"I ain't going to reverse the rockets!"
Rawson looked at the stolid faces of the space hardened crew. Veterans all. The underofficer's men.
When he spoke, Rawson's words came in smooth, clipped phrases. "Mr. Durk, I'll explain briefly why it would be fatal to head straight into the storm. The instruments indicate that the storm drift ahead of the ship is heavily charged with electrons. Our space ship is a charged body. Breaking the relation of the space ship and the drift down mathematically we have the equation
V equals q/r
where V is the velocity of the ship and q the potential of the electronic charge in the center of the drift, and r the radius."

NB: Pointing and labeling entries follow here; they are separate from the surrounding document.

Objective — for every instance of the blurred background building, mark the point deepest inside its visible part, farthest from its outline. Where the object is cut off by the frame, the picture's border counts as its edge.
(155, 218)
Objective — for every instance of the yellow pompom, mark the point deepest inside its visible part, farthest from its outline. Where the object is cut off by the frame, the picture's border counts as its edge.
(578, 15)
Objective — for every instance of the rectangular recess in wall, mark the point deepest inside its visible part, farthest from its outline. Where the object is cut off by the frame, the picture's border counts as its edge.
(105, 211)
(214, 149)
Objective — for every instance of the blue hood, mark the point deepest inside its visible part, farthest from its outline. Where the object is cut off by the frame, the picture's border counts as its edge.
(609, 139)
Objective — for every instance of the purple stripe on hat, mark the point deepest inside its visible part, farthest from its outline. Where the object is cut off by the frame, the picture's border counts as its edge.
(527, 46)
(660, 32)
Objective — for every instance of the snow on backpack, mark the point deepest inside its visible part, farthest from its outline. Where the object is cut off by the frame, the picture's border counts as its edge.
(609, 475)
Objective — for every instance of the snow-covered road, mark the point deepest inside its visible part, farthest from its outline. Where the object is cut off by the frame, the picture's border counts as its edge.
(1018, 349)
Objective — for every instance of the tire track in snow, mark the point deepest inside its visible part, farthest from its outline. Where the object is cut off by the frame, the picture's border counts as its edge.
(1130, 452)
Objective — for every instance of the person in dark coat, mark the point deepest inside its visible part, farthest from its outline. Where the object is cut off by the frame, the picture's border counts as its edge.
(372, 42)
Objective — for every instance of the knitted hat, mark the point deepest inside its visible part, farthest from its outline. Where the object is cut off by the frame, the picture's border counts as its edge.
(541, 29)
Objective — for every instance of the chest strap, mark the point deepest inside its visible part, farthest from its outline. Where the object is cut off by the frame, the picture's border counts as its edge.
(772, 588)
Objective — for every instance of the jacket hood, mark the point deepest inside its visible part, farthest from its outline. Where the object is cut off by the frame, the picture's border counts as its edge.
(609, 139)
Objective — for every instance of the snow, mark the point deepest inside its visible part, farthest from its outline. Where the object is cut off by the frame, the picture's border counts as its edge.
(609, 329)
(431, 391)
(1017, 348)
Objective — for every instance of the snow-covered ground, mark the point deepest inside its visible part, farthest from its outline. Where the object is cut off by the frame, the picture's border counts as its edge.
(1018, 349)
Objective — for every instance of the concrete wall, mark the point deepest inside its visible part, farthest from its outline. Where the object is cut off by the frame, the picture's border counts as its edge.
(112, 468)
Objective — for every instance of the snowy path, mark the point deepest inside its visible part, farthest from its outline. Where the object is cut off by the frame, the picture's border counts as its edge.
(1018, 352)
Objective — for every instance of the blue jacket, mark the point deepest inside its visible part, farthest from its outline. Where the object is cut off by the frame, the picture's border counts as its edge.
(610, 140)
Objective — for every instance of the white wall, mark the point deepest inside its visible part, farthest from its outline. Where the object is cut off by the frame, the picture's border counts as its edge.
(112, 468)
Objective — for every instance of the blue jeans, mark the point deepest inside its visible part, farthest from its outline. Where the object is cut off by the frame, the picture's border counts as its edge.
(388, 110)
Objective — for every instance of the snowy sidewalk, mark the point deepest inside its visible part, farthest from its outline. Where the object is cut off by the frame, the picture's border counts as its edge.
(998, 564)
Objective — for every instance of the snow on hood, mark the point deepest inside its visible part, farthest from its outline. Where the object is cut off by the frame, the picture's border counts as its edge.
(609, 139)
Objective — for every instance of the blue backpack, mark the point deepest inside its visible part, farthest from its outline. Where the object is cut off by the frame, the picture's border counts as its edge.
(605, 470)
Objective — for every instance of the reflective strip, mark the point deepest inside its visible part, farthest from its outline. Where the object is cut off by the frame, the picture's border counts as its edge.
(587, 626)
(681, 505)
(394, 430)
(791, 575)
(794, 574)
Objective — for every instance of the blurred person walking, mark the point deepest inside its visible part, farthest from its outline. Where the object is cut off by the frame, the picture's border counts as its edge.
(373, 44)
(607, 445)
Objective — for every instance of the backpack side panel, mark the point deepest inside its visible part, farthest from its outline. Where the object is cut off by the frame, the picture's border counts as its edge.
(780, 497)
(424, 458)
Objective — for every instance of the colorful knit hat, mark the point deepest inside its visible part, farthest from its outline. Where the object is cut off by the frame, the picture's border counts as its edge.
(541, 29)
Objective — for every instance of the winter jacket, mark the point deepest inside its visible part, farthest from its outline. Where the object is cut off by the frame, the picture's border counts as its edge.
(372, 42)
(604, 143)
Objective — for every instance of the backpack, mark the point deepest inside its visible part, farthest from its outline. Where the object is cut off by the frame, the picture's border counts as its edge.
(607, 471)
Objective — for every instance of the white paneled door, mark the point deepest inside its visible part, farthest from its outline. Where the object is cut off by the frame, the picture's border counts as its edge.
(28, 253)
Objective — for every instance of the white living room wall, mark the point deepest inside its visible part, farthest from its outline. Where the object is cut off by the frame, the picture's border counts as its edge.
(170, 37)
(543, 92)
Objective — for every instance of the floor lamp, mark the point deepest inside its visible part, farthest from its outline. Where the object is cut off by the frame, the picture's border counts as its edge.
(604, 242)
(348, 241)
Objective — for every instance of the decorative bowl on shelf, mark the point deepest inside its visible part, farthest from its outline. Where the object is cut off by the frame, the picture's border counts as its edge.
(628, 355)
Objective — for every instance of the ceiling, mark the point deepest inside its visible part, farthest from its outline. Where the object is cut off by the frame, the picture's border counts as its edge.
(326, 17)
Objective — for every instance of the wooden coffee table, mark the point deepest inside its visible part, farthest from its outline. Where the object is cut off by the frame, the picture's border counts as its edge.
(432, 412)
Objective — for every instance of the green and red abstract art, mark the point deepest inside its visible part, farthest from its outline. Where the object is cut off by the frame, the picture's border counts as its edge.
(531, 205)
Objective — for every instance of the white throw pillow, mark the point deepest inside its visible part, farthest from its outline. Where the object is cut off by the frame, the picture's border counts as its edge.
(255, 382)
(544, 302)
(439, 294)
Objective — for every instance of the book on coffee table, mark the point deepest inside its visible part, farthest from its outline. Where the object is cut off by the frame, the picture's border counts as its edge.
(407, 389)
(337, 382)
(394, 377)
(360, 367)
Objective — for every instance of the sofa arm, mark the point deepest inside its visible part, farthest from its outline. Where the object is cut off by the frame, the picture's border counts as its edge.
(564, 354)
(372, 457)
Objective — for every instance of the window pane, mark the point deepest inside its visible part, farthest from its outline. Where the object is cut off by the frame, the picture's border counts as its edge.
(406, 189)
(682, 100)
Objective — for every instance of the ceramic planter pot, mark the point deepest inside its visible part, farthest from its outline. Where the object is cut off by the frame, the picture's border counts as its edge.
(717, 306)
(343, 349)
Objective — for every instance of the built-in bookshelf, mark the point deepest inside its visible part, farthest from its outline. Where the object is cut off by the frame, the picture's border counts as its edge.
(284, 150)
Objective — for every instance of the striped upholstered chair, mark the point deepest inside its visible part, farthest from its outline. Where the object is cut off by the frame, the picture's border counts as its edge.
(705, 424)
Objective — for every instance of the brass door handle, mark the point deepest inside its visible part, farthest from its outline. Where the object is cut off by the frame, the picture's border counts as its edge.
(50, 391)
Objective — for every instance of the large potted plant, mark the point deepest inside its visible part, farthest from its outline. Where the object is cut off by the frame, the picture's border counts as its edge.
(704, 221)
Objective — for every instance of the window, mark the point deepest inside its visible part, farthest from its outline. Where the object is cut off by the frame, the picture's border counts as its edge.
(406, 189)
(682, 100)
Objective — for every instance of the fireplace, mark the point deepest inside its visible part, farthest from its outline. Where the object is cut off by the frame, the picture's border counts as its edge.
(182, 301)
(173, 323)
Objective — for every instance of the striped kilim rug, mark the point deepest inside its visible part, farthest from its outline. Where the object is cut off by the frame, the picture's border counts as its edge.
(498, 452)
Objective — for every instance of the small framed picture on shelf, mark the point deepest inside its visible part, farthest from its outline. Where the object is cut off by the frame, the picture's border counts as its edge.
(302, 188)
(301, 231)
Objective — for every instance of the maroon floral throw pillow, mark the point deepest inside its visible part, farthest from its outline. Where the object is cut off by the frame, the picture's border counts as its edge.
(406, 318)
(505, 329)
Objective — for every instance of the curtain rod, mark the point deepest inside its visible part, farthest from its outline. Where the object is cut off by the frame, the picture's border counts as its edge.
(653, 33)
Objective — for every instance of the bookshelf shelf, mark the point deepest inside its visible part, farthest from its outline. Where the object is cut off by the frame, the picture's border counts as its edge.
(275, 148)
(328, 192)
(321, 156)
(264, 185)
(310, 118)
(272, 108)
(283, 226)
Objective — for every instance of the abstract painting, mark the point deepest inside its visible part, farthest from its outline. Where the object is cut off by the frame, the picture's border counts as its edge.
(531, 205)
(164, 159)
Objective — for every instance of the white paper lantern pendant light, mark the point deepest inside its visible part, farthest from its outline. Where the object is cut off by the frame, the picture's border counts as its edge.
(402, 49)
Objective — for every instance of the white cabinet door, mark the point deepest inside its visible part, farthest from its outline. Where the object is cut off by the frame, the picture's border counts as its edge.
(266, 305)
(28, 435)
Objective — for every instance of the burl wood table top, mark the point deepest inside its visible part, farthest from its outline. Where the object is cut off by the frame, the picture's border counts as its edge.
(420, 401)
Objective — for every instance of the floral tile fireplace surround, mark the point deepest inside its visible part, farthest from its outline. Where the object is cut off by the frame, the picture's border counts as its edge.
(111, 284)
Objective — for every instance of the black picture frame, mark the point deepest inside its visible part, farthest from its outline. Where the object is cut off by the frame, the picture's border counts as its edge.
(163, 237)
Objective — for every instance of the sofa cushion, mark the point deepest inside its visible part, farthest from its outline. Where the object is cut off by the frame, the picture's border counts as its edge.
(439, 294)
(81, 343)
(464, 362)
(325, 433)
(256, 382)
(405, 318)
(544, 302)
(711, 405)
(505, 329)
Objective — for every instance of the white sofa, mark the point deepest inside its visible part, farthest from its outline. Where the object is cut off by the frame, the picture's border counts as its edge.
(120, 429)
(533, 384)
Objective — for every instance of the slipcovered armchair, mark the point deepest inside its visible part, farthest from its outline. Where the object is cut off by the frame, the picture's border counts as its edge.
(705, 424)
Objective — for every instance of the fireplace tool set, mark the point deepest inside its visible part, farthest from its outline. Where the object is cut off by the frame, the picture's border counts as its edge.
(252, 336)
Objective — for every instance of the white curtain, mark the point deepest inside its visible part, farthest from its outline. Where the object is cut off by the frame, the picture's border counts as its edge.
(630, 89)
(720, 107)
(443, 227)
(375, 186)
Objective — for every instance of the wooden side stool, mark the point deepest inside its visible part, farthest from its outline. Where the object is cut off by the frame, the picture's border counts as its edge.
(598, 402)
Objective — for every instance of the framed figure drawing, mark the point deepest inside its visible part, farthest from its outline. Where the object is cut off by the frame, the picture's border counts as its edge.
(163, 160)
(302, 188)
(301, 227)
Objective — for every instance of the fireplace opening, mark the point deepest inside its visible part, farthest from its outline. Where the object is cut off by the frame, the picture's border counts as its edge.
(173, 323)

Rawson watched the underofficer's face grow longer and longer, but determinedly he continued.
"Should we head directly into the drift we will be up against the following law—the shorter the distance in which a given amount of work is done the greater the force that must be exerted. We will be stalled in the center of the drift. To avoid disaster, the direction of the drift must be at right angles at every point to the space ship. Do you follow?"
Mingled with the lack of comprehension in Durk's eyes was intense bitterness—bitterness over not being appointed captain of the Star Flight after the death of the previous chief officer, whom Durk affectionately called "the old man".
Durk was starting a growl deep down in his alligator throat when the situation was taken out of his hands by the immutable laws that Rawson had just expounded.